Similarly, the upper income limit for families to be eligible for an existing child tax benefit would be raised.
Building on another previous initiative, the government said it would permanently beef up its so-called working income tax benefit -- a refundable tax credit that supplements earnings of low-income earners. It proposes adding C$580 million in benefits to the program annually through 2013-14.
Other tax measures include paying out an extra C$1,000 a year to seniors eligible for an “age credit”, a tax credit for first-time home buyers, and a temporary home renovation tax credit.
On the business tax side, the biggest item is a two-year extension of a temporary acceleration of capital cost allowance rate for companies investing in machinery and equipment. The measure, a favorite of manufacturers hard hit by the U.S. recession, was due to be phased out starting at the end of 2009 but would be extended to 2011.

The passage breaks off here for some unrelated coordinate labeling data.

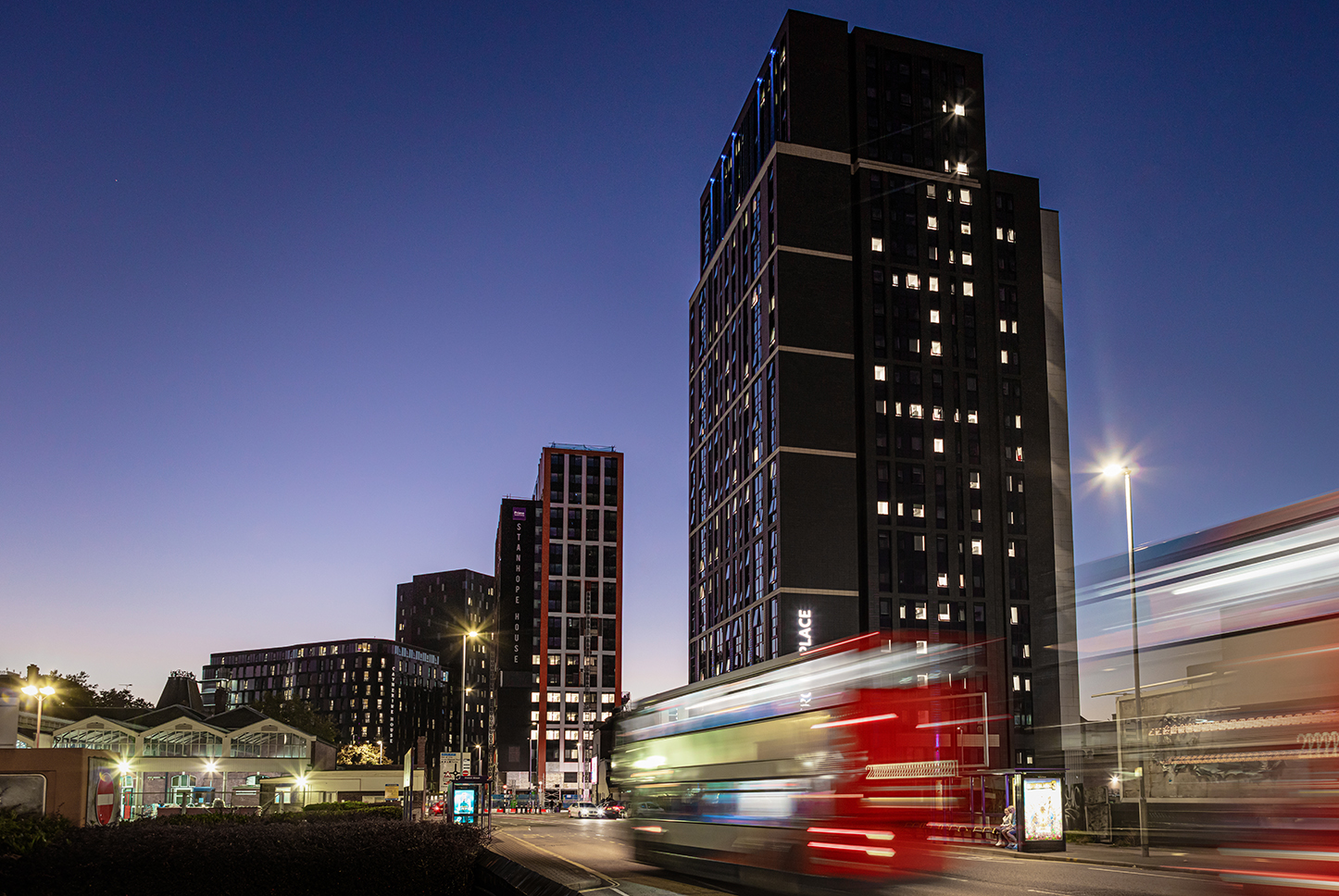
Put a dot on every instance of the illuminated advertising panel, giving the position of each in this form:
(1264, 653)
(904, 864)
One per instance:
(1044, 811)
(464, 803)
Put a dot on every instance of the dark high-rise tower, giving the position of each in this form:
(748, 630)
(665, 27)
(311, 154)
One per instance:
(560, 611)
(879, 433)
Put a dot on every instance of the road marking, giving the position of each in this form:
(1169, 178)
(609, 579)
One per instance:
(589, 871)
(1121, 871)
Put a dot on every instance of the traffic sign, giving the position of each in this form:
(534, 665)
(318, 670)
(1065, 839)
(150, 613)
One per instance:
(106, 800)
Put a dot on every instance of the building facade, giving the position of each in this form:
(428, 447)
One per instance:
(519, 579)
(560, 559)
(437, 612)
(877, 371)
(374, 690)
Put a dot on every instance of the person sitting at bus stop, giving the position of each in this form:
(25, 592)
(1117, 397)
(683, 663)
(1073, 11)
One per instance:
(1005, 835)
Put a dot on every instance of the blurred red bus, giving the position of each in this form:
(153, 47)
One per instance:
(805, 772)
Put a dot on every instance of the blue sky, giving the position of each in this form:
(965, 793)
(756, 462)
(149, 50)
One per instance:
(292, 293)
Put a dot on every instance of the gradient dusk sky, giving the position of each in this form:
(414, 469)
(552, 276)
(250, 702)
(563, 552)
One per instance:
(291, 295)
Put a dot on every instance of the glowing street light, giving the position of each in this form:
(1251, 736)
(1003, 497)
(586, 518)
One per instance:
(465, 643)
(1122, 470)
(42, 694)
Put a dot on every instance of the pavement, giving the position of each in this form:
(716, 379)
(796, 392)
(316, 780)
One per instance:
(1188, 860)
(555, 857)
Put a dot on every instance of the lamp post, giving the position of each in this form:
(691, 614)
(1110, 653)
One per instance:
(465, 641)
(1119, 469)
(42, 694)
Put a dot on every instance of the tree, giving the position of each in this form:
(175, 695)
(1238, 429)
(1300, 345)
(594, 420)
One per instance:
(362, 754)
(300, 716)
(75, 690)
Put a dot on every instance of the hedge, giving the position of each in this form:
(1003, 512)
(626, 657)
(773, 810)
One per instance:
(225, 854)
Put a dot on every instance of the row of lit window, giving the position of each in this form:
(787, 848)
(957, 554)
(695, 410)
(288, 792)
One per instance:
(568, 697)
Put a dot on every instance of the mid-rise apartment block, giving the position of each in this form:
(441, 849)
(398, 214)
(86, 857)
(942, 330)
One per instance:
(374, 690)
(877, 417)
(454, 615)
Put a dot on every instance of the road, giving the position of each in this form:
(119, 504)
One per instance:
(591, 856)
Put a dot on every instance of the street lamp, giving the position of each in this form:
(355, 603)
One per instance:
(1120, 469)
(465, 643)
(42, 694)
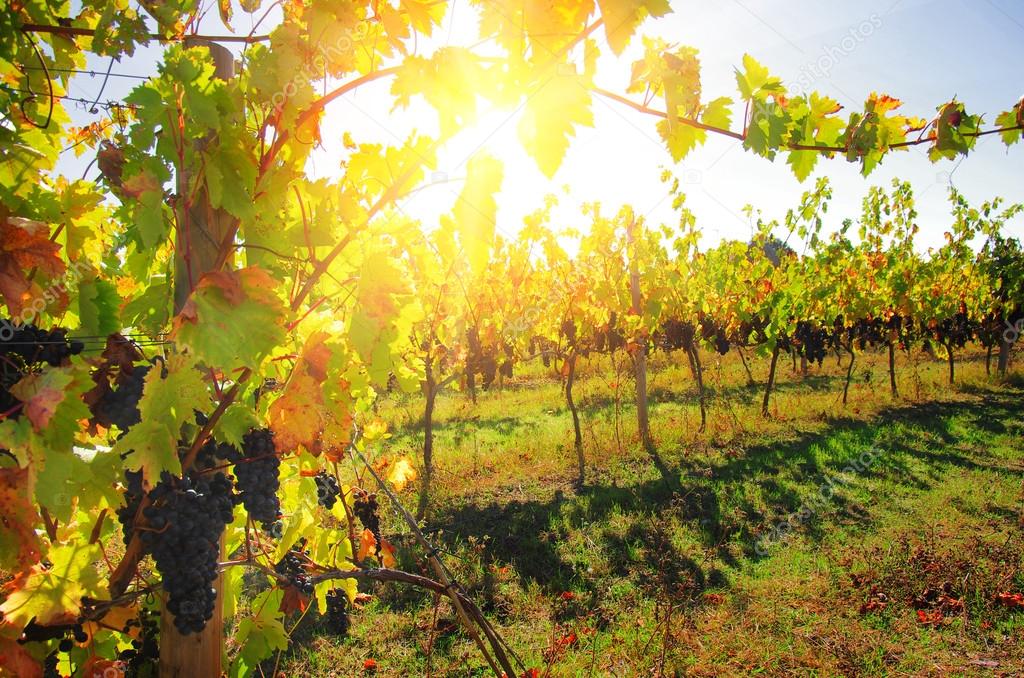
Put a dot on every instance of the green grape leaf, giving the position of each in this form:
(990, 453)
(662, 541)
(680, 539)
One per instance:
(717, 113)
(98, 304)
(551, 115)
(235, 423)
(152, 445)
(260, 635)
(53, 593)
(682, 139)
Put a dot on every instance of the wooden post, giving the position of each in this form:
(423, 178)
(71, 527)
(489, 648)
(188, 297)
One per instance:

Ottawa also promises to introduce a 100 percent capital cost allowance rate for computer-related business purchases for a two-year period ending in February 2011.
It also threw a bone to small businesses in a bid to help them expand and hire more workers, lowering the tax rate on the first C$400,000 of qualifying income earned by Canadian-controlled businesses.
The tax package was the source of much speculation before the budget’s release, largely because it appeared to be the main source of conflict between the minority government of Prime Minister Stephen Harper and the three opposition parties.
Liberal leader Michael Ignatieff, had said he was worried that permanent tax cuts would plunge the government into permanent deficits and he urged Harper to target tax measures at the “most vulnerable” Canadians.